Where is Sean Penn when we need him? The actor, who used to travel to Caracas to visit his "friend" - the late President Chavez, in what the normally outspoken left-winger seemed to consider a socialist paradise - is missing in action. He must have lost his script. Now that his utopia is killing people, he has nothing to say. Come to think of it, where's the rest of Hollywood on this crisis?

For Venezuelans, at this point, the idea of being rescued by anyone must seem like a distant fantasy. Before you can get liberated, you have to get attention. The country is located in a part of the world - Latin America - that New York media bosses and Washington politicians have traditionally neglected.

Former Secretary of State Condoleezza Rice has admitted that she should have paid closer attention to the region. I blame geography. From the vantage point of the East Coast, "foreign policy" usually means Europe, Russia and the Middle East. Not Latin America.

Still, it's a heck of a story. Too bad the mainstream U.S. media have been late to cover it. Ironically, newspaper reporters and network correspondents have done a much better job of keeping Americans informed of what is happening many thousands of miles away in Kiev, the Ukrainian capital, than they have in monitoring the events unfolding much closer to home in South America.

Besides, the unrest is framed differently. When people rise up against their government in Ukraine, the media call it a revolution and present those stories in a positive light. But when it happens in Venezuela, you are not likely to hear the word "revolution" and you might hear it described as simple unrest.

It all amounts to a crisis in our backyard that President Obama is not up to dealing with. He has been tested like this before, and he failed. Remember the Green Revolution protests in Iran, which began in 2009? Obama's tepid response in the face of repression and bloodshed empowered President Mahmoud Ahmadinejad and put the global community on notice that he is not interested in the United States being the world's policeman, let alone its savior.

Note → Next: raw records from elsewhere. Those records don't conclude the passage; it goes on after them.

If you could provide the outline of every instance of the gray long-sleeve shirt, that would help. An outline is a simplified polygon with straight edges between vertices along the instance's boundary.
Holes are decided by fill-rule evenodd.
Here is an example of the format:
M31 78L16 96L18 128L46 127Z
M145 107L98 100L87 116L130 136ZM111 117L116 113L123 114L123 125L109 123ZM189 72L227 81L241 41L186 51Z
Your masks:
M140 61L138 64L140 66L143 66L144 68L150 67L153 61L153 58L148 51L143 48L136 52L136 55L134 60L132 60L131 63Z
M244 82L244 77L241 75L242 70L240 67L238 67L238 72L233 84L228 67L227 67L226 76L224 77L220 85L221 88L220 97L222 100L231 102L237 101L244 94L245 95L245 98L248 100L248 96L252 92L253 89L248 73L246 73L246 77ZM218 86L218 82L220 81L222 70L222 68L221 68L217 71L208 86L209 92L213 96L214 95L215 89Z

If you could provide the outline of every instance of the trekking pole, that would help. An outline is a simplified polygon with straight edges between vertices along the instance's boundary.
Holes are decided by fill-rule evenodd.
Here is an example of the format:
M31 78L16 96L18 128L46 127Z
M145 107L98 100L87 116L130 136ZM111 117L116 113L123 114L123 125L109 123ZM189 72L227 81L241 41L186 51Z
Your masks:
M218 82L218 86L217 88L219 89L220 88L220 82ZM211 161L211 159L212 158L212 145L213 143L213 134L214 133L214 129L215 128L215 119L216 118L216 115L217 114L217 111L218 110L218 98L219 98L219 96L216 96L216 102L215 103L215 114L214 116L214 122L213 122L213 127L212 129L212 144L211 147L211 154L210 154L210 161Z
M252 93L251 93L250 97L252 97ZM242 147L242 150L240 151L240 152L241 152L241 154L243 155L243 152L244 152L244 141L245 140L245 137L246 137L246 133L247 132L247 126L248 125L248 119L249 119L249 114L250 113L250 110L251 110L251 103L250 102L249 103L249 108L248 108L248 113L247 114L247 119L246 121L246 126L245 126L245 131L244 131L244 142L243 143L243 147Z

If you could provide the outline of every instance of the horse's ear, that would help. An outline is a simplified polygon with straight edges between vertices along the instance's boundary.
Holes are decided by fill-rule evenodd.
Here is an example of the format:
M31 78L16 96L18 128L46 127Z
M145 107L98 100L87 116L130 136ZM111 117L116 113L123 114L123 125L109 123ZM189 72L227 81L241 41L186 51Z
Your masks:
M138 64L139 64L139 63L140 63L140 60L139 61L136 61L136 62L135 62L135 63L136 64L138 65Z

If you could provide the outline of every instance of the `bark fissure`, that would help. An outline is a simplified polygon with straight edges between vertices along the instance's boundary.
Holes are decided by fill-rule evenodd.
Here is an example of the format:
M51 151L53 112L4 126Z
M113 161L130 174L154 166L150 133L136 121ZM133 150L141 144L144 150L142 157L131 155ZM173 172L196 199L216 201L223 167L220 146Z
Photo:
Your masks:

Whereas Teddy Roosevelt advised speaking softly and carrying a big stick, and other presidents have liked to talk tough and work the levers of diplomacy, Obama prefers to keep quiet.

That's not good enough. The United States is in the freedom business. When people stand up for freedom, we ought to stand with them. And if that means pushing for international sanctions against the Maduro government or imposing an embargo on a valuable commodity like Venezuelan oil, then so be it.

Forgive us, Venezuela. Americans are late to this crisis. But you have our attention now. And if common sense and decency prevail, we'll have your back.